Originally, Bandai never intended to develop a system with Internet connectivity in mind. However, Apple and Bandai received feedback from customers, indicating that they were looking for a system that could connect to the Internet. To make Internet connectivity possible, Apple had to incorporate a modem into the Pippin design. Two years earlier (1992), Apple had already moved away from the older serial interface with an external Hayes-compatible modem on its Macintosh systems, and switched to a serial interface which included GeoPort – a serial data technology that allowed software to emulate a modem. Implementing GeoPort into the Pippin platform required Apple to make a major change in its design – moving away from the 68030 footprint and to a PowerPC footprint. Apple chose the PowerPC 603 32-bit processor, as it was designed to be a low-cost, low-end processor for embedded use.
On December 13, 1994, Apple announced the Pippin platform in Tokyo, as well as the partnership with Bandai. In March 1996, the white-colored Bandai Pippin ATMARK (ピピンアットマーク? Pipin Attomāku) went on sale in Japan at a price of 64,800 yen, which included a dial-up modem and four bundled titles. Yamashina predicted 200,000 Pippin ATMARK systems would be sold in Japan within the first twelve months.
In October 1995, the Nikkei reported that Mitsubishi Electric Corporation would follow Bandai as a licensee to the Pippin technology. Although Mitsubishi didn't actually sign a license agreement with Apple, it did manufacture the systems for Bandai (and effectively, Katz Media) on an original equipment manufacturer basis.
Bandai originally planned to launch the Pippin in 1995, but the release was later pushed back to March 1996 for Japan and June 1996 for the USA.
The black-colored Bandai Pippin @WORLD (pronounced at-world) went on sale in the United States in June 1996 at a price of US$599.00. The @WORLD bundle included a six-month unlimited Internet account from PSINet at a cost of US$24.95 per month. Bandai predicted 200,000 Pippin @WORLD systems would be sold in Japan in its first twelve months, and 300,000 systems sold in the USA within twelve months of being released there.

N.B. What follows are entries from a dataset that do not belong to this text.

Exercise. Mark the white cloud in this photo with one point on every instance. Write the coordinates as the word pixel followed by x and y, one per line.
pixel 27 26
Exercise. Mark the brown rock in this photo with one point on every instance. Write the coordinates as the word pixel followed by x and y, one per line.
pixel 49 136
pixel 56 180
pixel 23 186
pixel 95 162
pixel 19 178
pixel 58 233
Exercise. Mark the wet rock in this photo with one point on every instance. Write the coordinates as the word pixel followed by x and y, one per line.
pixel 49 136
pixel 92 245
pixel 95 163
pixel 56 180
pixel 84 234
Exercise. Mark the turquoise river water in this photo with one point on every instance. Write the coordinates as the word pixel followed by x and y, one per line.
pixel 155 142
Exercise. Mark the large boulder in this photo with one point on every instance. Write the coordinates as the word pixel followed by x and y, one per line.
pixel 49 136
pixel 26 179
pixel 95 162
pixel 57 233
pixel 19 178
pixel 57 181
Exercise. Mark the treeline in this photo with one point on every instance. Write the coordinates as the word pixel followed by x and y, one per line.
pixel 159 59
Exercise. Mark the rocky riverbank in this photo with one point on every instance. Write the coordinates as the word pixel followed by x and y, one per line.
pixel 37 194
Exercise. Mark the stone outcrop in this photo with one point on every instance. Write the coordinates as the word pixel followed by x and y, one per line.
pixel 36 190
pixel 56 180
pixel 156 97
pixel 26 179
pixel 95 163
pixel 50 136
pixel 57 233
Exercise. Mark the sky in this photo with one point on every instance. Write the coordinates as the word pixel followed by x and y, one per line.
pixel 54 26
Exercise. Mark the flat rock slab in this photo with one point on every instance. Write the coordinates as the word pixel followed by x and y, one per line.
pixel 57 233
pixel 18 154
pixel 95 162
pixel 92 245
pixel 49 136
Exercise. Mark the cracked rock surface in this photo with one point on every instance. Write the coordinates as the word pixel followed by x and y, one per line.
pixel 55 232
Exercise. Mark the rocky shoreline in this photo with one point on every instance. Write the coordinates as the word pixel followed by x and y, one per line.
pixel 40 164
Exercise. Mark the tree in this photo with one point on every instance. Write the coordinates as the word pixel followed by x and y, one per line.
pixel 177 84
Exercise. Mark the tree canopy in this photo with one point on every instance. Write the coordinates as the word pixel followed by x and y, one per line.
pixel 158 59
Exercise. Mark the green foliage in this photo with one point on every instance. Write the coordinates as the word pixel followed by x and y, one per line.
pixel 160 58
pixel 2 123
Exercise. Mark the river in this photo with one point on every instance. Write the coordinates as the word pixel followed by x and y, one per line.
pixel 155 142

By 1997, the Bandai @WORLD was extremely unpopular in the United States. Bandai pulled the @WORLD out of the American market, and shipped the unsold units back to Japan. The black-colored units were re-branded ATMARK (without the ATMARK labeling on the front) and sold in the Japanese market.
On June 4, 1996, Katz Media, based in Norway, became the second (and last) company to sign a license agreement with Apple to produce Pippin systems. While Bandai was targeting the Japan and United States markets, Katz Media focused on Europe and Canada. Because Katz Media was a media software-only company, it signed an agreement with Bandai so that Bandai would produce the hardware as an OEM for Katz Media.
Katz Media originally intended to produce two configurations of the Pippin: one as a basic multimedia system for running CD-ROM titles, and a higher-end system supporting Internet access. The goal was to start shipping Pippin units in November 1996, but Katz Media didn't actually start shipping product until March 1997; it ended up producing only one model of the Pippin – the Pippin KMP 2000. The KMP 2000 was available in two configurations: with or without an external 50-pin SCSI interface on the back of the unit.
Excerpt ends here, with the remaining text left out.